Some of the best exercises and methods for enhancing balance and foot awareness in people with peripheral neuropathy will be covered in this article. Every one of these suggestions might be carried out every day.
Sensory Stimulation Exercise #1
Overall movement function depends on stimulating the senses and fortifying the nerves at the bottom of the feet.
Vibration platforms and rollers, barefoot stimulation, and textured insoles or socks may be incorporated into 30-minute dosages or utilised throughout the day.
Always inspect your feet before and after using sensory-based items or being barefoot to make sure the skin is clean and intact.
Exercise #2: Lean Forward
This easy exercise helps us link our feet and postural muscles. Place your feet shoulder-width apart and begin by standing barefoot on a spotless surface. Start by slowly shifting or leaning your bodyweight forward while maintaining a tall, straight posture until you feel your feet engaged and your toes pressing down into the floor.
Return to your starting posture and relax your feet once you feel your toes engage. Ten times, repeat the forward lean.
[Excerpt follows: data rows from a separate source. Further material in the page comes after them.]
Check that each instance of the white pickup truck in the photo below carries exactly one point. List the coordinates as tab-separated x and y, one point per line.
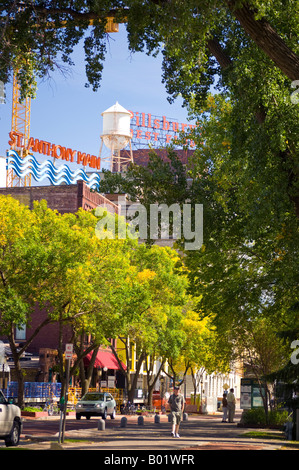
10	422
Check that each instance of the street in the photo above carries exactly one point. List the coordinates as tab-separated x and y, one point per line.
198	432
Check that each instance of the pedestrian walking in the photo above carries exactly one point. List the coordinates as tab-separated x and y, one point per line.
231	405
224	408
177	404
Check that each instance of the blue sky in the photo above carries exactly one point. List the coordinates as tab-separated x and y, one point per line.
66	113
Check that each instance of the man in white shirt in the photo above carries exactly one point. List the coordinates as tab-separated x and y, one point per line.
177	403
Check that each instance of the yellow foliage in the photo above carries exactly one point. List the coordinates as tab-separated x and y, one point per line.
145	275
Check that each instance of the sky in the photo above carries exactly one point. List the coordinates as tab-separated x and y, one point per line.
67	113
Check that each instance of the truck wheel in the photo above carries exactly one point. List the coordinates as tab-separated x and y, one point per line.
14	436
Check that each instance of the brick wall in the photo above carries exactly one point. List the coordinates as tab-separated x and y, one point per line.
63	198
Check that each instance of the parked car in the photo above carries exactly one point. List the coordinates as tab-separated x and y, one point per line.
10	422
96	404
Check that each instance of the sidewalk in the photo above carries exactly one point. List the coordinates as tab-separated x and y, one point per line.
199	432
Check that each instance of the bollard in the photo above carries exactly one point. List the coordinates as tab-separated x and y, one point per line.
101	425
140	420
123	422
56	446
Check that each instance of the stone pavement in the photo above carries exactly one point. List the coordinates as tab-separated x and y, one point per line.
198	432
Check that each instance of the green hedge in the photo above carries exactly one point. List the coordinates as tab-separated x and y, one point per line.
257	416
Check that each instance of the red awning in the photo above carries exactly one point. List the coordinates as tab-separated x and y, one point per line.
103	359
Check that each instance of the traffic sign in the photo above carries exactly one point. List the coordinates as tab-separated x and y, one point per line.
69	351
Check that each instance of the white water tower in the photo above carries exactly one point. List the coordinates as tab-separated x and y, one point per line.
116	135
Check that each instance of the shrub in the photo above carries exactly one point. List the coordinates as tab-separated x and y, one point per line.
257	416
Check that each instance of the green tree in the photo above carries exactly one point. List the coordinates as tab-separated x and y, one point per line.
155	290
199	40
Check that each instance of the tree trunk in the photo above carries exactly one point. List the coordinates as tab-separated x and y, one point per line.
267	39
You may stand close to a wall and lightly rest one hand on it if you have trouble with balance.
Exercise #3: Turn, Sit, and Stand
The visual, vestibular, proprioceptive, and tactile sensory input systems—all essential for balance—are trained by this activity.
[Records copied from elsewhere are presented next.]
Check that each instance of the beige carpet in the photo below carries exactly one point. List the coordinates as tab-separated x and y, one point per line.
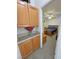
48	50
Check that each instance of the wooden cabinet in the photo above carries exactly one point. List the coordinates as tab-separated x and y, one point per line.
22	15
26	48
36	42
33	14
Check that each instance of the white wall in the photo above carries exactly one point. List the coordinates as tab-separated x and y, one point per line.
58	44
18	53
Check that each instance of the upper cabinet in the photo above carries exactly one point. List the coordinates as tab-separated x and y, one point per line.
22	15
33	14
26	15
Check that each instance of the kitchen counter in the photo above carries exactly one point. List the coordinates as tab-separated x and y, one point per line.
23	37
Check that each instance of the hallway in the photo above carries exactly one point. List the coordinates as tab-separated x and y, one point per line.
48	50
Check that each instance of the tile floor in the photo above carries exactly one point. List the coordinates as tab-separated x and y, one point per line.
48	50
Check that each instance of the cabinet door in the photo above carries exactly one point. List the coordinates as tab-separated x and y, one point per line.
22	15
36	42
26	48
33	14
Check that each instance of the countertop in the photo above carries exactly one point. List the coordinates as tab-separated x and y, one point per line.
21	38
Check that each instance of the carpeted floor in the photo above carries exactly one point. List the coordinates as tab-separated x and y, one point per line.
48	50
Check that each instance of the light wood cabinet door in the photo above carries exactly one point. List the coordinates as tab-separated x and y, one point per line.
22	15
33	14
44	38
36	42
26	48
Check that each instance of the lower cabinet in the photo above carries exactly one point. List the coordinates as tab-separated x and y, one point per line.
44	39
36	42
28	46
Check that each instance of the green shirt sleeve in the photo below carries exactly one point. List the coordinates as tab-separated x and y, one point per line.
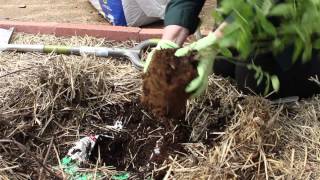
184	13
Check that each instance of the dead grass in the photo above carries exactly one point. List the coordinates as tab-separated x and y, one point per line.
49	101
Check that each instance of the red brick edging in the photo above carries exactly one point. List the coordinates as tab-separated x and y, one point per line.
117	33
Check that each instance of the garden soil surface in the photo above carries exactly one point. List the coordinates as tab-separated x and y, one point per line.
69	11
48	102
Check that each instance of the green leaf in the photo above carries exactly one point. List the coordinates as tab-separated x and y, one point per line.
316	44
226	52
267	25
283	9
275	83
298	46
267	88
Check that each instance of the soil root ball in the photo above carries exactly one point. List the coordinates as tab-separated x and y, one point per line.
165	82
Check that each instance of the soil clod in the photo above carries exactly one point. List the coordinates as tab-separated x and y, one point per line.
165	82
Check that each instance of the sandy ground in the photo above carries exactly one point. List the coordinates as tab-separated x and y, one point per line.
76	11
70	11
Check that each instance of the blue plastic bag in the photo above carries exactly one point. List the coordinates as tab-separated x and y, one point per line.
113	11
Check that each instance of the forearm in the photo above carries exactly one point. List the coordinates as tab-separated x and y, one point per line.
175	33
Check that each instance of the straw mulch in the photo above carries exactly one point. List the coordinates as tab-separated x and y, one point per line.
47	102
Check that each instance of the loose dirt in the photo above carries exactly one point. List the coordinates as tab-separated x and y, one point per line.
165	82
79	11
70	11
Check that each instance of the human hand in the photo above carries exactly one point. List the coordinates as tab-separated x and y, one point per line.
162	44
197	86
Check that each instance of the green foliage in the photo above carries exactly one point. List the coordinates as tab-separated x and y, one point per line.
297	25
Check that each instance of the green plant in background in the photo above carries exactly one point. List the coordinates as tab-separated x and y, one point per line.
251	30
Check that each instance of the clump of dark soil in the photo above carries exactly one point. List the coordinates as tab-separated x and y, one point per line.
143	144
165	82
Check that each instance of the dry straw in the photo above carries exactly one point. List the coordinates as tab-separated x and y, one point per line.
49	101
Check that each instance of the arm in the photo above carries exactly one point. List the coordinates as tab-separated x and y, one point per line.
181	19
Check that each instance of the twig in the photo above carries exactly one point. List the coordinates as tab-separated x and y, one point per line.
24	149
46	157
14	72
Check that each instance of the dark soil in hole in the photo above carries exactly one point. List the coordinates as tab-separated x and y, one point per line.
143	144
165	82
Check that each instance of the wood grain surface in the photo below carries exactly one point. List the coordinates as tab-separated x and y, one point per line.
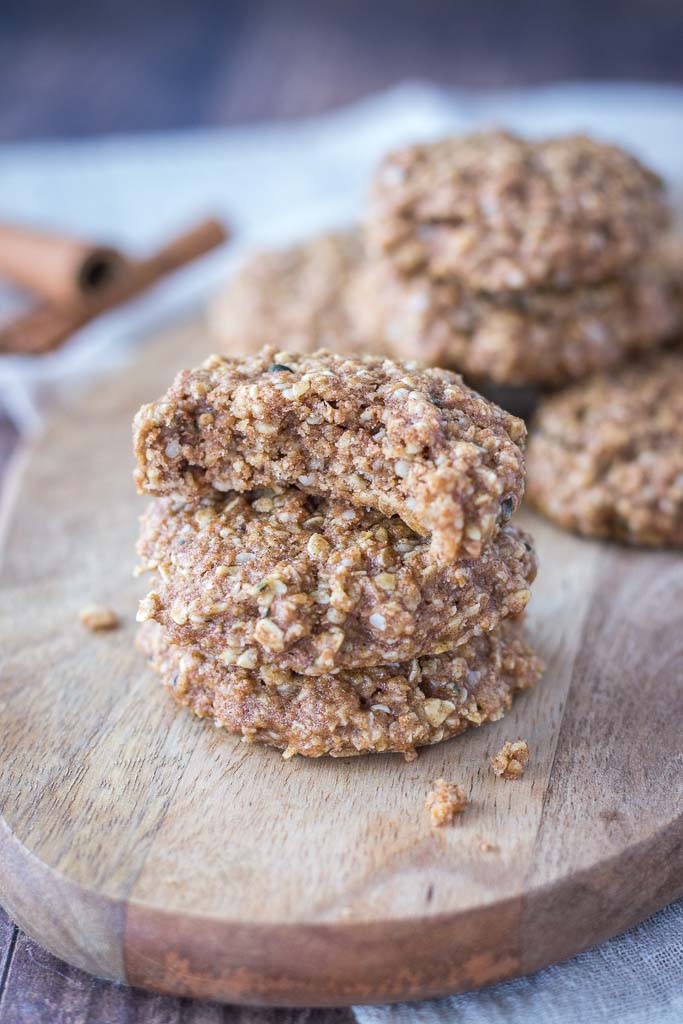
142	845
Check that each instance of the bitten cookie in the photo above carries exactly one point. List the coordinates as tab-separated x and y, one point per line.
605	458
393	708
503	213
292	298
312	585
416	443
516	338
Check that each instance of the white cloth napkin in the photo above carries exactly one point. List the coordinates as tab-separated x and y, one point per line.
636	978
282	181
274	182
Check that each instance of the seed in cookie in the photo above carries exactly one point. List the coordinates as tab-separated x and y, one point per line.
417	443
313	585
503	213
393	708
605	457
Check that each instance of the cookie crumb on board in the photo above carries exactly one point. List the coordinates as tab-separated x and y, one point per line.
444	801
510	761
96	617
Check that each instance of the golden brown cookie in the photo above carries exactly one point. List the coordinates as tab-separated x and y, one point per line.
539	337
417	443
389	709
292	298
605	458
503	213
312	585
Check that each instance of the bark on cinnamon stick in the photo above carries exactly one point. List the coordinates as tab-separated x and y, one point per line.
48	326
58	267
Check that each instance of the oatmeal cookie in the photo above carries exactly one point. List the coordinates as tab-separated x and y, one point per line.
605	457
292	298
391	708
417	443
539	337
503	213
312	585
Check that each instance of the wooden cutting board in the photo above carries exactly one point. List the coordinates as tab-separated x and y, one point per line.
145	846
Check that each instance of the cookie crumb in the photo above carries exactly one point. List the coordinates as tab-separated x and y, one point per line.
96	617
444	801
510	761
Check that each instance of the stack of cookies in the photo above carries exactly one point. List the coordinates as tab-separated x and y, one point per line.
527	266
335	567
517	263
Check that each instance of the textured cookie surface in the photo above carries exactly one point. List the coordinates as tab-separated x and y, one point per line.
389	709
515	338
605	457
504	213
312	585
417	443
292	298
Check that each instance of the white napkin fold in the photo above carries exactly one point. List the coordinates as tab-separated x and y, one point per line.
274	182
278	182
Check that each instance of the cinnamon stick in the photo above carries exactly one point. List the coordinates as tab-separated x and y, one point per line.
58	267
48	326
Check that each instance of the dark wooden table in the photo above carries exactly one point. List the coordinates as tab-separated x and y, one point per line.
72	69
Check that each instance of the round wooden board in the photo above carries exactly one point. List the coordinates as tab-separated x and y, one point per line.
142	845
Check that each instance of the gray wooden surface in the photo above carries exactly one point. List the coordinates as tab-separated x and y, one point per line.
71	69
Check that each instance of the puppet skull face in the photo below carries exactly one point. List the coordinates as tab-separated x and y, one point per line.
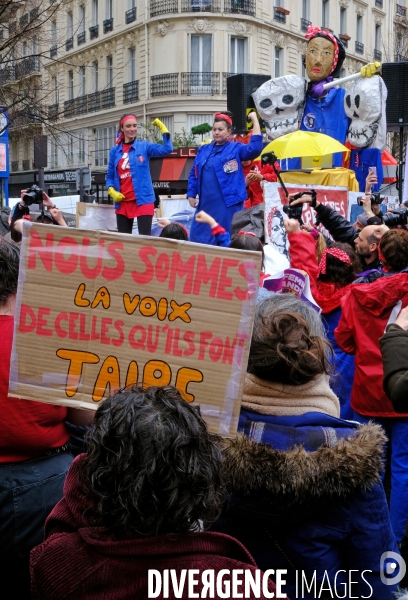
363	105
278	102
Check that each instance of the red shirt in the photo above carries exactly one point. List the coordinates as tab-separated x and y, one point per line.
27	428
129	207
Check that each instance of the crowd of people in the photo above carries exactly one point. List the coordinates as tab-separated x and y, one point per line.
315	485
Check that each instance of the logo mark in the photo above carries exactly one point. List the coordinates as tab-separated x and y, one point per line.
392	568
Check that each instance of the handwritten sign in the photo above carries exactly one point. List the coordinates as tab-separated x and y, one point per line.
275	200
98	311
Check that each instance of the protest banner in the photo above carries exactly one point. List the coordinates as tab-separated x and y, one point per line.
275	200
98	311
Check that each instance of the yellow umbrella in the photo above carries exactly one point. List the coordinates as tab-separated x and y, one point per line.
300	144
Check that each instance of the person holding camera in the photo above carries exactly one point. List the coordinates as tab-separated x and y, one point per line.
217	176
128	176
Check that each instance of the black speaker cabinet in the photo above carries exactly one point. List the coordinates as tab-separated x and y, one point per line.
239	99
395	77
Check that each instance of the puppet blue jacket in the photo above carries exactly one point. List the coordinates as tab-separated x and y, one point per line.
228	168
139	155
To begin, place your feet flat on the floor while seated in a chair. Get out of the chair, make a complete circle in one direction, and then return to your seat. Repeat by getting up, doing a complete round in the other way, and then sitting down again.
Five times in each direction, repeat. Turn as slowly as you feel comfortable, and to maximise foot stimulation, try doing this exercise barefoot.
Workout #4: Eye Movement Activities
The video is available For added difficulty, you may do this set of eye movement exercises standing or seated on a chair. In the first eye movement exercise, you will hold a pen in one hand with the arm straight out in front of you. Use your eyes alone to monitor the pen as you slowly move it from side to side or in figure 8. To make just the eyes move, try to maintain the head still.
Holding the pen in one hand, perform for ten seconds, then switch to the other hand and repeat.
A saccade is the name of the second eye movement exercise. The goal of this exercise is to maintain your head still while you move your gaze just to the right and then to the left. For ten seconds, repeat from right to left.
After ten seconds of rest, repeat for ten more seconds.
The goal of the last eye movement exercise is to improve peripheral vision. Focus your attention on a single, distant object while sitting or standing, looking straight across the room. As you continue to focus your attention on this object, begin to take note of other items in the room that are within your field of view.
When you see anything in your peripheral vision, do not look away or turn your head. Do this for 30 seconds.
All of these exercises have been shown to enhance postural perception and body awareness when done regularly while standing and walking. Our feet, posture, vestibular system, and visual system all work together to help us stay balanced. Training all of these input systems is crucial to ensure the lifespan of mobility for those with peripheral neuropathy and diminished foot feeling.